2. Il libro di cui qui discutiamo costituisce il seguito ideale di un percorso di riflessione sempre a più mani che ha preso avvio con un precedente volume dedicato all’ergastolo nell’ambito del diritto penale costituzionale[4]. Anche questa volta, il testo presenta una struttura articolata in una prima parte di riflessioni e in una seconda parte di documentazione, mentre risultano parzialmente cambiati gli autori grazie ad una maggiore presenza di magistrati. Questa compresenza di giuristi teorici e pratici bene rispecchia l’intento teorico-pratico che ispira tanto il primo quanto questo secondo volume, nella cui introduzione non a caso si premette: «Siamo convinti che ogni giurista persegua sempre uno scopo pratico, essendo pratico il sapere del quale si occupa, il diritto. Inoltre (…), rimane la scelta di base: giuristi sono i professori universitari in materie giuridiche e i magistrati, nel nostro caso, nella veste di commentatori». Anche se il discorso necessiterebbe di qualche approfondimento (che non mi è consentito in questa sede), sulla orientazione pur sempre pragmatica dell’attività del giurista anche professore tenderei in linea di massima a concordare. Comunque sia, certo è che nell’affrontare le problematiche connesse all’ergastolo ostativo e al regime penitenziario del 41-bis Dolcini, Fiorentin, Galliani, Magi e Pugiotto sono ben lungi dal dedicarsi a neutrali esercitazioni accademiche in puro stile tecnico-giuridico: lo scopo consapevolmente perseguito è al contrario di segno – per così dire – costituzionalmente militante, nel senso che ciascuno dei predetti autori contribuisce per parte sua a sviluppare analisi e commenti accomunati dal proposito di arricchire e affinare i principi del costituzionalismo penale, appunto in vista di una sempre più ampia garanzia del “diritto alla speranza” anche delle persone che sono state condannate per aver commesso delitti di particolare gravità.  

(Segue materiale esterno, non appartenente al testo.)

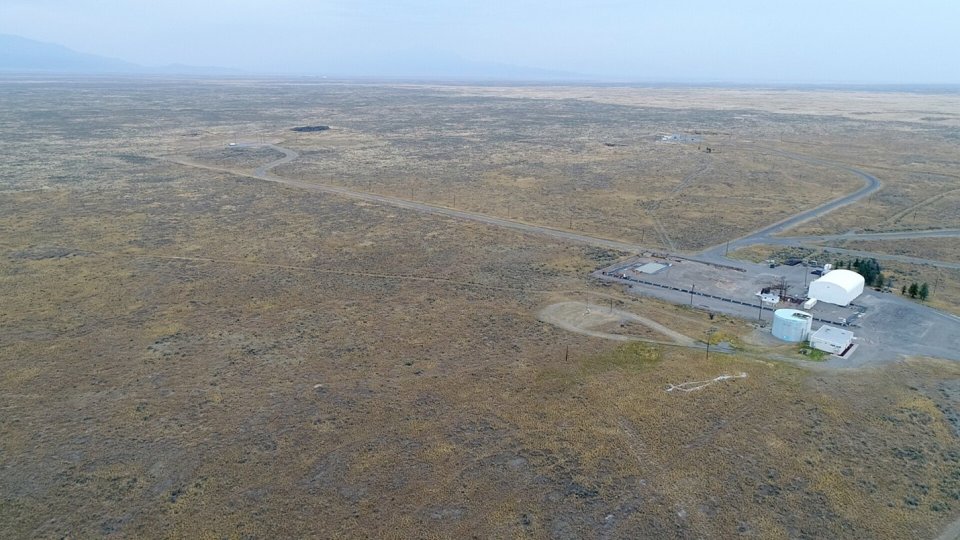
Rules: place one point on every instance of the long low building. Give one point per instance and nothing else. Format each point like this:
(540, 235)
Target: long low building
(838, 287)
(831, 340)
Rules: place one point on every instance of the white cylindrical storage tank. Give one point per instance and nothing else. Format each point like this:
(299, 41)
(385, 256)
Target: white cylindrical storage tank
(791, 325)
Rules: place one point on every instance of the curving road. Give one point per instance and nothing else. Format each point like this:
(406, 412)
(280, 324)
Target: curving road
(713, 255)
(764, 235)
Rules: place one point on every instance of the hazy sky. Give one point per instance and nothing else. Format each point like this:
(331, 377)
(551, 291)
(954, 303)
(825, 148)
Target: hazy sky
(855, 41)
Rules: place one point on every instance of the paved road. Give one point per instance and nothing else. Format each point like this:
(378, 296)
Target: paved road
(712, 255)
(762, 236)
(898, 235)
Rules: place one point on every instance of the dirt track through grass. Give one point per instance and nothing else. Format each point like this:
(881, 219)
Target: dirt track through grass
(582, 318)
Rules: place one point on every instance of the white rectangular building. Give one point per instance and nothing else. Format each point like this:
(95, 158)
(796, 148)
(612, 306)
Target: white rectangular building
(831, 340)
(839, 287)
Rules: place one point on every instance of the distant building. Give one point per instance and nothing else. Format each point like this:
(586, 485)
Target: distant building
(838, 287)
(791, 325)
(831, 340)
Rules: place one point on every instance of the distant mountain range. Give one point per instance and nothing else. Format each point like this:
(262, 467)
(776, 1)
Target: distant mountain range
(19, 54)
(22, 55)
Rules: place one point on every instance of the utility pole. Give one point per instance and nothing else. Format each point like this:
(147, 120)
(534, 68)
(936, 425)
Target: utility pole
(710, 333)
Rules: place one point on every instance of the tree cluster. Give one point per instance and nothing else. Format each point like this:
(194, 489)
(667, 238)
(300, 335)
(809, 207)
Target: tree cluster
(921, 291)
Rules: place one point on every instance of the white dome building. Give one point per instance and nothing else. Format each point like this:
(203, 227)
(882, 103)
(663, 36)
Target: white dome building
(839, 287)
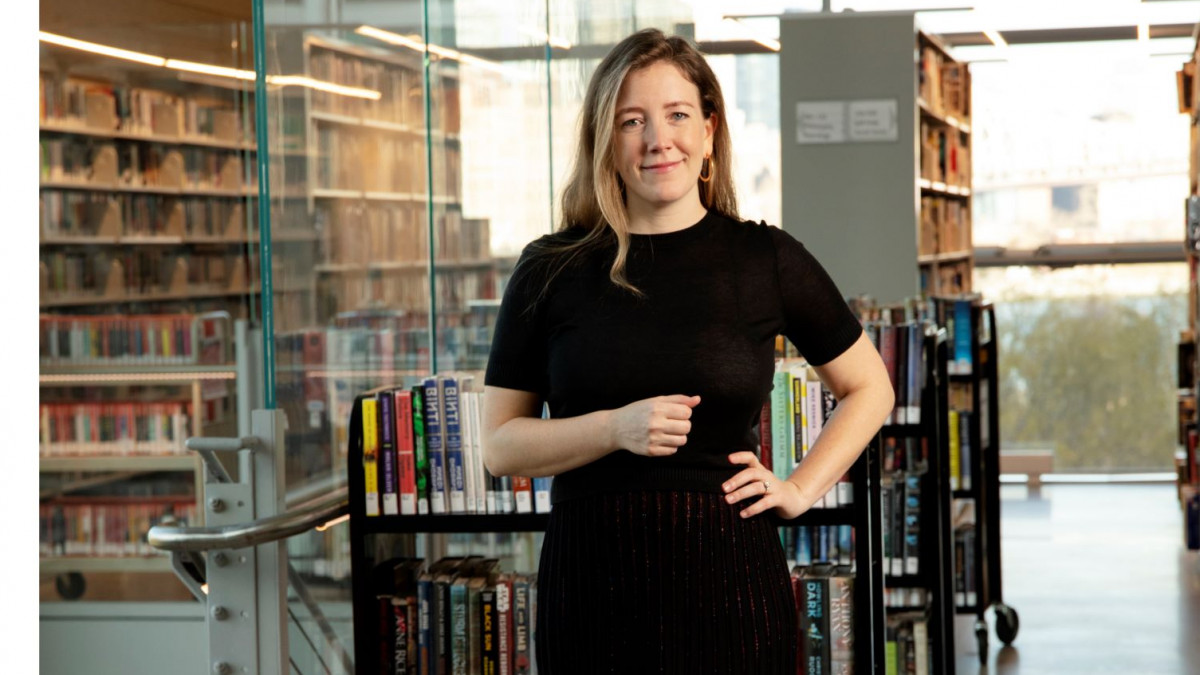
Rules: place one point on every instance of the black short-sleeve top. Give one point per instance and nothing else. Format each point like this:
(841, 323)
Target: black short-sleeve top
(714, 297)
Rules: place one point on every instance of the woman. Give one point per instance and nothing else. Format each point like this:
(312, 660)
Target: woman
(648, 323)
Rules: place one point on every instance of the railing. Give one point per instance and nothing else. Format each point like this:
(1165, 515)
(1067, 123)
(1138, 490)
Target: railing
(237, 566)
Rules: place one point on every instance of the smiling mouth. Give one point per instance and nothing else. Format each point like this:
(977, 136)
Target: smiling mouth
(663, 168)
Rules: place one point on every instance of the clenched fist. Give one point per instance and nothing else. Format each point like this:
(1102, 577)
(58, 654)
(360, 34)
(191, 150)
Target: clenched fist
(654, 426)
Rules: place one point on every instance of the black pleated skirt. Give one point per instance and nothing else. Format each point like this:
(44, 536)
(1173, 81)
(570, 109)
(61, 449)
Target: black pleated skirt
(663, 581)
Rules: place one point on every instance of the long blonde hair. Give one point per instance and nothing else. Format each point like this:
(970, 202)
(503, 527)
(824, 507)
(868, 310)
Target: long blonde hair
(593, 198)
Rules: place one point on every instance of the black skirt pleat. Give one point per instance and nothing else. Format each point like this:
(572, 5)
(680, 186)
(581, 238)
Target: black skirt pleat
(663, 581)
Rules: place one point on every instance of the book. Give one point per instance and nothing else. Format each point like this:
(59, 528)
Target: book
(841, 625)
(433, 443)
(522, 625)
(371, 455)
(406, 453)
(387, 419)
(420, 452)
(451, 442)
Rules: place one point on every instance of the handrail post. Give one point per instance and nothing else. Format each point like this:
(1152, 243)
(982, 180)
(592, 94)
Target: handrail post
(247, 586)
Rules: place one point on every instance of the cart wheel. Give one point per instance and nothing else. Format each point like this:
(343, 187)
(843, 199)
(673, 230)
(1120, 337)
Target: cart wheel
(982, 637)
(70, 585)
(1007, 623)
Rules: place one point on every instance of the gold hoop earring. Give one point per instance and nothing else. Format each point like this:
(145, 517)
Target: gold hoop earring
(711, 165)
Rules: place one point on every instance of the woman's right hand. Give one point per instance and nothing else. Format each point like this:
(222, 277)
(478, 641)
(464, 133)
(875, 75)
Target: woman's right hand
(653, 426)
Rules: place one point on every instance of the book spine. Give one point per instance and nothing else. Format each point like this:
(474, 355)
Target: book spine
(522, 656)
(433, 443)
(406, 458)
(390, 493)
(522, 494)
(541, 494)
(420, 452)
(451, 440)
(489, 650)
(425, 629)
(459, 628)
(841, 625)
(371, 455)
(504, 625)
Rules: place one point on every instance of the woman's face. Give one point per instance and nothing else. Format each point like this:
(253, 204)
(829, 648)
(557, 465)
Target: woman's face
(661, 137)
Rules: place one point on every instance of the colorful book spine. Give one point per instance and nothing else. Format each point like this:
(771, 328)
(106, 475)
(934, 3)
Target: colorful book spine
(433, 440)
(451, 420)
(406, 458)
(522, 493)
(420, 452)
(541, 494)
(371, 455)
(387, 419)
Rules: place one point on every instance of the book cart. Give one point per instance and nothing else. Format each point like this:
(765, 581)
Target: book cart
(917, 554)
(863, 515)
(978, 554)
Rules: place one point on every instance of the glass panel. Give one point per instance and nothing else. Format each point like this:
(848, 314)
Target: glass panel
(1084, 357)
(148, 250)
(1098, 157)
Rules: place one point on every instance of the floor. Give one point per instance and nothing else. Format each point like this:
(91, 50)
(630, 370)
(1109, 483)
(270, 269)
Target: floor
(1101, 581)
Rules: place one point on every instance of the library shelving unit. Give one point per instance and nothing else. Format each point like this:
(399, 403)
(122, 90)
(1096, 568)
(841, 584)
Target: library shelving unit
(973, 451)
(918, 574)
(108, 420)
(145, 245)
(876, 124)
(868, 641)
(1187, 461)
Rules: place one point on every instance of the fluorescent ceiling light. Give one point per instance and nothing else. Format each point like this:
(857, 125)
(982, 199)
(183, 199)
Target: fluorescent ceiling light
(207, 69)
(419, 46)
(748, 34)
(996, 39)
(101, 49)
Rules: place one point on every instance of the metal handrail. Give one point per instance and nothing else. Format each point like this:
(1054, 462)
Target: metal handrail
(255, 532)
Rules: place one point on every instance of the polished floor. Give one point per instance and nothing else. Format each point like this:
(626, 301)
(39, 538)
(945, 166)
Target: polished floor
(1101, 581)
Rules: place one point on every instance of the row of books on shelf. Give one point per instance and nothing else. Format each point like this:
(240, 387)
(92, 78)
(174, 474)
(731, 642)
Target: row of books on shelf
(132, 272)
(820, 544)
(456, 615)
(89, 161)
(107, 530)
(113, 429)
(907, 646)
(792, 420)
(945, 226)
(945, 155)
(900, 497)
(942, 83)
(123, 340)
(401, 88)
(81, 103)
(952, 278)
(901, 347)
(66, 214)
(825, 603)
(454, 291)
(423, 454)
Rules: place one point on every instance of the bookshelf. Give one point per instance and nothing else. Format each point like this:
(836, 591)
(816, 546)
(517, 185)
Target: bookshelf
(118, 396)
(876, 125)
(1187, 460)
(367, 530)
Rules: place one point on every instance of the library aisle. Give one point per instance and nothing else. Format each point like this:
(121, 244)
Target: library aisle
(1101, 581)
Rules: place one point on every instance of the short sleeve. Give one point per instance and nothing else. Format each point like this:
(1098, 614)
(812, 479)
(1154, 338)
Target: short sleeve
(517, 358)
(816, 317)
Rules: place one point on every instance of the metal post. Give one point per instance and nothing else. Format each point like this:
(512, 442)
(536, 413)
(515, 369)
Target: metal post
(247, 587)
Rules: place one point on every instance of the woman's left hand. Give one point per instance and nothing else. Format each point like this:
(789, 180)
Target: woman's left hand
(755, 481)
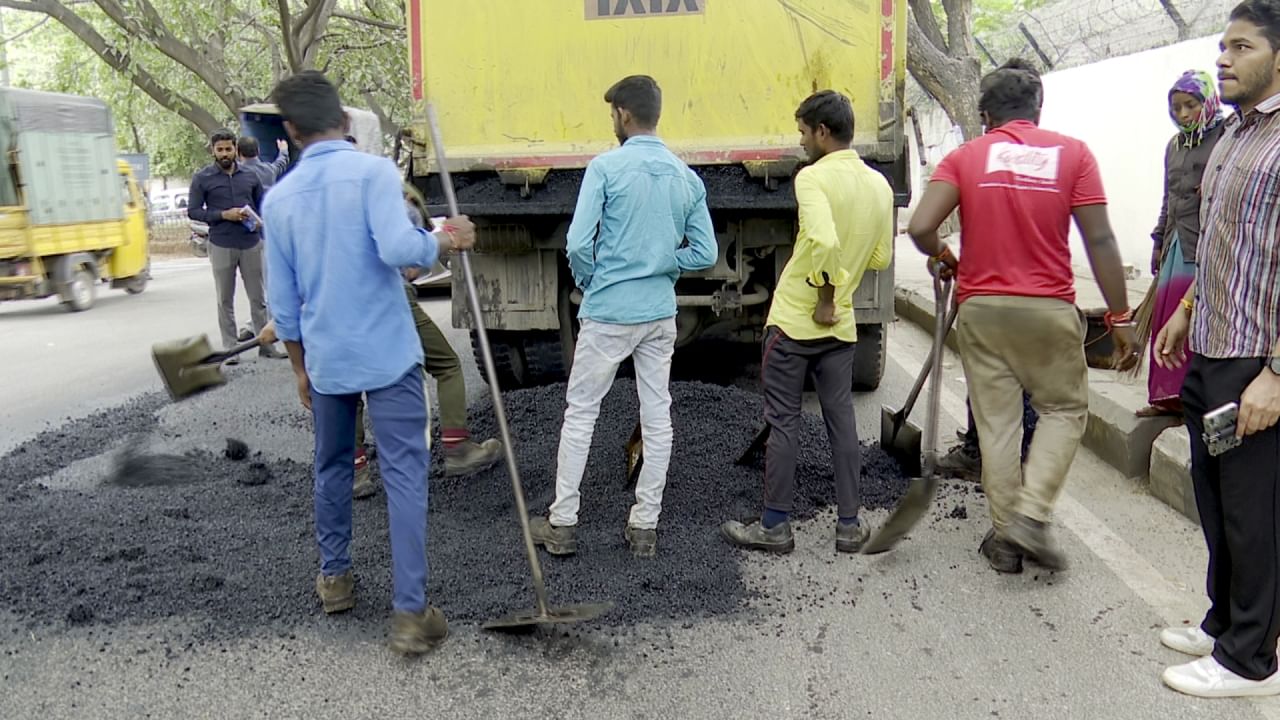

La prima parte del volume si apre – aggiungerei, molto opportunamente – con un contributo di Emilio Dolcini intitolato Pena e Costituzione, che sintetizza con chiarezza ed efficacia il quadro dei principi di fondo che concorrono a delineare il volto costituzionale della sanzione penale nel nostro ordinamento (inviolabilità della libertà personale, eguaglianza, legalità, umanità e rieducazione), letti anche alla luce dell’evoluzione della giurisprudenza delle Corti. Com’è intuibile, in particolare assume un rilievo determinante l’interazione tra il principio rieducativo e il principio di umanità della pena, entrambi enunciati nel terzo comma dell’art. 27 Cost. (mentre nella Cedu è riconosciuto all’art. 3 il solo principio di umanità quale fondamento del divieto di trattamenti inumani e degradanti, e la finalità rieducativa è invece fatta oggetto di crescente valorizzazione ad opera della Corte di Strasburgo). Ben rileva Dolcini, anche nella scia ad esempio di Corte cost. n. 12/1966: «Condizione necessaria perché l’offerta di rieducazione possa essere accolta è che la pena sia conforme al senso di umanità: non superi cioè un grado di afflittività accettabile alla luce del comune modo di sentire, nell’attuale momento storico». E ancora, scrive bene l’autore: «Quanto all’obiettivo finale, (…) la pena, nel nostro ordinamento, non può aspirare a rimodellare globalmente la personalità del condannato». «Quanto al metodo, l’imperativo della rieducazione deve tradursi in un’offerta rivolta al condannato, il quale potrà accoglierla o rifiutarla. Lo Stato non può imporre al reo alcun trattamento rieducativo, né l’autore del reato è tenuto a sottostarvi». Sottoscrivo in pieno, avendo io peraltro scritto più o meno le stesse cose in un lungo commento all’art. 27, comma 3, Cost. pubblicato un trentennio fa[5].  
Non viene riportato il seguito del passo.